Prowling around the garden yesterday with this or that new plant in one hand, spade in the other, looking for planting opportunities where I already knew none existed, it seemed more constructive to put the spade down and pick up the camera. This small group of succulents right outside the kitchen door may be overgrown and out of shape by the end of summer, or changed up on a whim, so a spring portrait seems like a good idea at the moment.
The tall green pot holds a young Agave americana var. striata. I’ve been told never to select green ceramic pots, any color but green, since it will only blend into the background. Sometimes blending into the background is the point, though. Aeonium ‘Cyclops’ leans in, with Cotyledon orbiculata, the latter two planted in the garden. The thin red tips on the cotyledon just slay me.

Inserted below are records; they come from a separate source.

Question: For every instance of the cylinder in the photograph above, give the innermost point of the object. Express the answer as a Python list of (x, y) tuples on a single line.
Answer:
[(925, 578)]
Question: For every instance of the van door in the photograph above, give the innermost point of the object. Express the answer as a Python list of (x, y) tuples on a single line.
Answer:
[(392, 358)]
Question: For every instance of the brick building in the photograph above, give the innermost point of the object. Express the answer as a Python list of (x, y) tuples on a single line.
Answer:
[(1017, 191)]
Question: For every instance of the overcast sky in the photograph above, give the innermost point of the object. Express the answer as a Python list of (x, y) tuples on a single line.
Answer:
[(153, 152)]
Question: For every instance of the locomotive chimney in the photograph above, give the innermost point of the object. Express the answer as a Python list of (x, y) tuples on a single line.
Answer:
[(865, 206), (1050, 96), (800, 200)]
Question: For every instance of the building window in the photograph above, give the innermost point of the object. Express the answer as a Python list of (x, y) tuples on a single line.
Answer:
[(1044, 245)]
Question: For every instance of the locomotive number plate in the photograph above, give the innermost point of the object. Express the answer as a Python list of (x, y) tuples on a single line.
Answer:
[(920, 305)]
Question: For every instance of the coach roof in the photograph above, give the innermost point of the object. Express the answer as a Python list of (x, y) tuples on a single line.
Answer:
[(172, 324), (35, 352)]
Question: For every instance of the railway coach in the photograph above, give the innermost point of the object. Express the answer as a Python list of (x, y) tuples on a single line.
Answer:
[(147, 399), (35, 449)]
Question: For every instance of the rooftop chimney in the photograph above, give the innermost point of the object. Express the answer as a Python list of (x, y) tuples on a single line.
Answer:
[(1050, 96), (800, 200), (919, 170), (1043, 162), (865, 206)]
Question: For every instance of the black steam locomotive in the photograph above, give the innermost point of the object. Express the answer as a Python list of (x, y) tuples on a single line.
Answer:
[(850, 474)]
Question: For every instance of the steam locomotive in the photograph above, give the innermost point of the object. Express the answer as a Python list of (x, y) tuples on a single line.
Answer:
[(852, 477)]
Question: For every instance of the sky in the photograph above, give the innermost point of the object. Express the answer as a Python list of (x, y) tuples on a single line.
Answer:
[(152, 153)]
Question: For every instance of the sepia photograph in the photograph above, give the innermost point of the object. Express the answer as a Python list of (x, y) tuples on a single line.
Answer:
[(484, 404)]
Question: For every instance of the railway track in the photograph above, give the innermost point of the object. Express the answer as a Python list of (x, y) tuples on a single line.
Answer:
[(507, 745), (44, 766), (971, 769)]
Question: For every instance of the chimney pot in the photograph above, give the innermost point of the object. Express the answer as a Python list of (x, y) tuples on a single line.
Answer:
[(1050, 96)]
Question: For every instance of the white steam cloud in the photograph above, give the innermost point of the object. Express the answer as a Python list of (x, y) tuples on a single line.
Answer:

Aeonium ‘Cyclops’ is recovering from a winter of snail depredation. The snails mercifully eat mostly the older leaves lower down on the stems. Last year Solanum marginatum grew here and was a small tree by the end of summer.
This photo was taken on a different day, after an early morning fog.
I love that loosely incurved rosette shape that this hybrid inherits from Aeonium undulatum. ‘Cyclops’ is potentially a giant that may very soon become much too large for this small corner.
This baby Agave victoriae-reginae was growing in the ground but became engulfed by surrounding plants, was rediscovered, rescued, and given a safe haven in a small pot atop a larger container. Small agaves can become engulfed and forgotten when one too frequently prowls the garden with a new plant in one hand and a spade in the other. Froth of lime green Sedum confusum on the right.
Backing up a bit to include Aeonium balsamiferum, spilling out of a smaller pot. I like the echo of pot rims and rings from this angle and the tension of containment and surge. Sliver of a trunk on the left is a 6-foot Manihot grahamii also growing in this pot, its canopy an increasingly receding tuft of leaves as the maturing trunk twists and elongates. The yellow flowers are from the bulging Sedum confusum.
Back further still. What a happy community they’ve made for themselves, for this brief moment in spring anyway. Self-sown bronzy Haloragis erecta threads around the pots, always choosing to seed at the garden edges.